「分裂勘違い君劇場」における考察について


ブログ界のすごい人をまた一人発見。fromdusktildawn 氏だ。


「Rubyの生産性の高さはどこまで本当か?」というエントリで、元ネタの「Part1 なぜ仕事で使うとうれしいのか」 をこれでもか、これでもか、といたぶっている。私は、はっきり言って、氏の言うことが半分も理解できなかったが、それでも彼は「Part1 なぜ仕事で使うとうれしいのか」の著者よりは、技能が上のプログラマであろうとは想像がつく。だったら、お手柔らかにしてやればいいのに。おそらくは、CLOS(Common Lisp Object System) に比べて純粋性の低い Ruby が動的オブジェクト指向言語の代表格のように扱われる昨今の状況に我慢ならないように見受けられる。

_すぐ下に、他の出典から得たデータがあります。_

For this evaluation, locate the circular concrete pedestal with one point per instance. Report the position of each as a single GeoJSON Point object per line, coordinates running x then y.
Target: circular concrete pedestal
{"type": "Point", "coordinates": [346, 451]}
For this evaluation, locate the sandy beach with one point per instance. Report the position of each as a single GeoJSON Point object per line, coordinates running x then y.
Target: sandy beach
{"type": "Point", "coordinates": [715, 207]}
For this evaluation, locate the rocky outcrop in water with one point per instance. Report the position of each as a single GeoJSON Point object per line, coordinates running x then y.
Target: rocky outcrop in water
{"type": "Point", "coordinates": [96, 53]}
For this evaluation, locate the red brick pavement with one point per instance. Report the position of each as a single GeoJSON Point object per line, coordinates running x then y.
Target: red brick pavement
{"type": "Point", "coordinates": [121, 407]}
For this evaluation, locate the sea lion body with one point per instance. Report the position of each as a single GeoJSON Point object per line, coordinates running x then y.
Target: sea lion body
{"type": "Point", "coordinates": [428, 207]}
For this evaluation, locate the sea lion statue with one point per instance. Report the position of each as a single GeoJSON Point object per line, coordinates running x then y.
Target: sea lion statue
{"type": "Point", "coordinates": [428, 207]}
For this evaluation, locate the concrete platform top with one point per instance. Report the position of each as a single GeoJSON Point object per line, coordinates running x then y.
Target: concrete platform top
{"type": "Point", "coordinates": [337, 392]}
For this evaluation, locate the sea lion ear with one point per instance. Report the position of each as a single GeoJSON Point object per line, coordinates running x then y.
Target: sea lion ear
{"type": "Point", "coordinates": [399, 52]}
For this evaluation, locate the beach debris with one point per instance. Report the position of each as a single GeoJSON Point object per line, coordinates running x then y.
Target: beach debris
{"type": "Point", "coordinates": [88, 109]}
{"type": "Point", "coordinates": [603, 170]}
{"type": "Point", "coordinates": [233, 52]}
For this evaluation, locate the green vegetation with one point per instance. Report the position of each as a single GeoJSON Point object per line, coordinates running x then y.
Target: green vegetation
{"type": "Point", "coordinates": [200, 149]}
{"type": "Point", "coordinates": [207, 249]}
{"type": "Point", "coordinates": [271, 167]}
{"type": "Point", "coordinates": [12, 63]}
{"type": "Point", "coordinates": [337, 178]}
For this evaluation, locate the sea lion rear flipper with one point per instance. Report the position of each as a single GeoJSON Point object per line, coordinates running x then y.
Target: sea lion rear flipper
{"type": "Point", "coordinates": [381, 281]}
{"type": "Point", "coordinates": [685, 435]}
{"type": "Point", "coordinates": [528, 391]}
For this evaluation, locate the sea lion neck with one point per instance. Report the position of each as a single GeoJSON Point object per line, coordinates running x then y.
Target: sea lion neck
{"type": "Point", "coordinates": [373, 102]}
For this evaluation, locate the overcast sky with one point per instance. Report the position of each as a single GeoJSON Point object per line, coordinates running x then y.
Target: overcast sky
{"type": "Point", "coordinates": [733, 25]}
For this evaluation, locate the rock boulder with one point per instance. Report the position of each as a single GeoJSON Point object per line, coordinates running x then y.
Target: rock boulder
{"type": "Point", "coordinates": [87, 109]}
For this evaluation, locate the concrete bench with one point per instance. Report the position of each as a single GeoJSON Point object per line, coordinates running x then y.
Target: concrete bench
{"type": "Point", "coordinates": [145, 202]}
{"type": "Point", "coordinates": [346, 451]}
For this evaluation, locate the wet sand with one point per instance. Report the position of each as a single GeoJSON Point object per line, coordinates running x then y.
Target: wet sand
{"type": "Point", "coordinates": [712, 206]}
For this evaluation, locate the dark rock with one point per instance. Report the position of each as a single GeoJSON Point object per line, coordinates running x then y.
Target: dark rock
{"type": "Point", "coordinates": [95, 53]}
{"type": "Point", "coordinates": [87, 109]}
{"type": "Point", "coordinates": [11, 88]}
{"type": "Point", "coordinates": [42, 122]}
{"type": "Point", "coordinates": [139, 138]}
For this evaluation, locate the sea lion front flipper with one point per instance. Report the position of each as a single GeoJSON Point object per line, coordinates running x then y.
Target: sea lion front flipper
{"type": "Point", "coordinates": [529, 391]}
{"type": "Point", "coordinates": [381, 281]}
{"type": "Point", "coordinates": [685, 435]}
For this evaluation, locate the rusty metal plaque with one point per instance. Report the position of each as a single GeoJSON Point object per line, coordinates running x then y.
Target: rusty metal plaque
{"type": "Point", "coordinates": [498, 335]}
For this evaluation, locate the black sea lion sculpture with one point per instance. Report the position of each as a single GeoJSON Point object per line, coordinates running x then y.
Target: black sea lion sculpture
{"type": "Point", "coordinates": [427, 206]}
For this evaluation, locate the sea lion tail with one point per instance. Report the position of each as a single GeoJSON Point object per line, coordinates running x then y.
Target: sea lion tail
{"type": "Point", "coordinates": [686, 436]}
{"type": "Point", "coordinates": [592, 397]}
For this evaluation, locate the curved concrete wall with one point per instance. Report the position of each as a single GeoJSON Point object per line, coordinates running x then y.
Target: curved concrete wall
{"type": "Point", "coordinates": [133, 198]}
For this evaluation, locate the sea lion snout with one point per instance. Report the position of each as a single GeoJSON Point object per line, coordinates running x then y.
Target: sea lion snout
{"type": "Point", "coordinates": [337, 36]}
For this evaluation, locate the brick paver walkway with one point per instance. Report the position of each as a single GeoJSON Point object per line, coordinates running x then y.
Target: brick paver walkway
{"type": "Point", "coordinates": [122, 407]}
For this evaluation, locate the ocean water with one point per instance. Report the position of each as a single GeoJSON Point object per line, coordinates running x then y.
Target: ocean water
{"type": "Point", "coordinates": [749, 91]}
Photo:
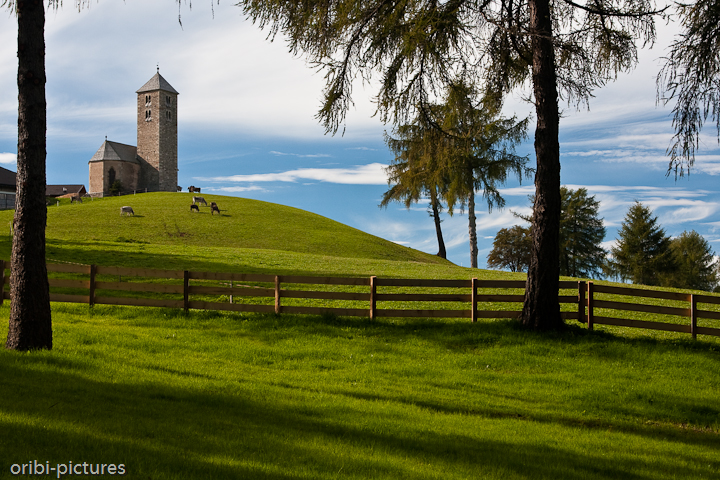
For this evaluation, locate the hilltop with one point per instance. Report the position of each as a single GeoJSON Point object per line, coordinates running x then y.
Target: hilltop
{"type": "Point", "coordinates": [252, 234]}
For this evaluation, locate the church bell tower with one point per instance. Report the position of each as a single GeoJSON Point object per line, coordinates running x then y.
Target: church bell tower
{"type": "Point", "coordinates": [157, 135]}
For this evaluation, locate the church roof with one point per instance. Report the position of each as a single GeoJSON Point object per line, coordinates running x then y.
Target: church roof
{"type": "Point", "coordinates": [115, 151]}
{"type": "Point", "coordinates": [157, 83]}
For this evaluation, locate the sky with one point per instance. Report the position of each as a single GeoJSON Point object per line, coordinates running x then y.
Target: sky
{"type": "Point", "coordinates": [247, 126]}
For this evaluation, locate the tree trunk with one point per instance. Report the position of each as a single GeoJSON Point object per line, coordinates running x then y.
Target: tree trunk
{"type": "Point", "coordinates": [472, 229]}
{"type": "Point", "coordinates": [30, 323]}
{"type": "Point", "coordinates": [541, 310]}
{"type": "Point", "coordinates": [434, 204]}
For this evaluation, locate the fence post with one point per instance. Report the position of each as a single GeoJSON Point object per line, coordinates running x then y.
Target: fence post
{"type": "Point", "coordinates": [693, 316]}
{"type": "Point", "coordinates": [2, 281]}
{"type": "Point", "coordinates": [581, 300]}
{"type": "Point", "coordinates": [277, 293]}
{"type": "Point", "coordinates": [93, 270]}
{"type": "Point", "coordinates": [186, 290]}
{"type": "Point", "coordinates": [373, 301]}
{"type": "Point", "coordinates": [590, 306]}
{"type": "Point", "coordinates": [473, 300]}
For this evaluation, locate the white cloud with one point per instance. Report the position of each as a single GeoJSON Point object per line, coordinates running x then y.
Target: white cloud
{"type": "Point", "coordinates": [236, 189]}
{"type": "Point", "coordinates": [312, 155]}
{"type": "Point", "coordinates": [372, 174]}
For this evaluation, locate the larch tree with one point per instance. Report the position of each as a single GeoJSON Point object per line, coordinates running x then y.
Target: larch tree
{"type": "Point", "coordinates": [415, 173]}
{"type": "Point", "coordinates": [581, 234]}
{"type": "Point", "coordinates": [478, 151]}
{"type": "Point", "coordinates": [562, 48]}
{"type": "Point", "coordinates": [695, 262]}
{"type": "Point", "coordinates": [454, 149]}
{"type": "Point", "coordinates": [690, 78]}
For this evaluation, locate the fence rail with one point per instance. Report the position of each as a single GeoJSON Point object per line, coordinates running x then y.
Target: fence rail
{"type": "Point", "coordinates": [383, 292]}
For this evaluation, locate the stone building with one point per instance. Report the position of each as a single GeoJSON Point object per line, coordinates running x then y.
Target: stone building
{"type": "Point", "coordinates": [152, 165]}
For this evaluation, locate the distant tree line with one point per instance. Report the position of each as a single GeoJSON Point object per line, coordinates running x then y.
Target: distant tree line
{"type": "Point", "coordinates": [643, 254]}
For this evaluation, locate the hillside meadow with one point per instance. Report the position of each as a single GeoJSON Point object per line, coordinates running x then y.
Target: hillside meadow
{"type": "Point", "coordinates": [226, 395]}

「Rubyの生産性の高さはどこまで本当か?」の反響が大きかったためか、時を置かず、今度は「現代という時代は、どのようなプログラミングを求めているのか?」で一転して Ruby 擁護とも思える主張を展開している。こちらは、社会論とでも言うべきで、なかなか興味深い。「単純ニーズの飽和」の結果、市場で利益を出すためには、企業は激烈な競争を迫られる。市場ニーズは極端に移ろいやすくなり、それに対応するためのシステム投資もますます迅速化を強いられる。要求仕様の変化はますます頻繁になり、開発前に仕様をフリーズするなどということは期待できなくなる。そういうときには、静的型付け言語の JavaC# より、柔軟に変化に対応できる Ruby の方が有利になる。そして、プログラマは、不確実性と常に戦うために、経営者のようになっていく。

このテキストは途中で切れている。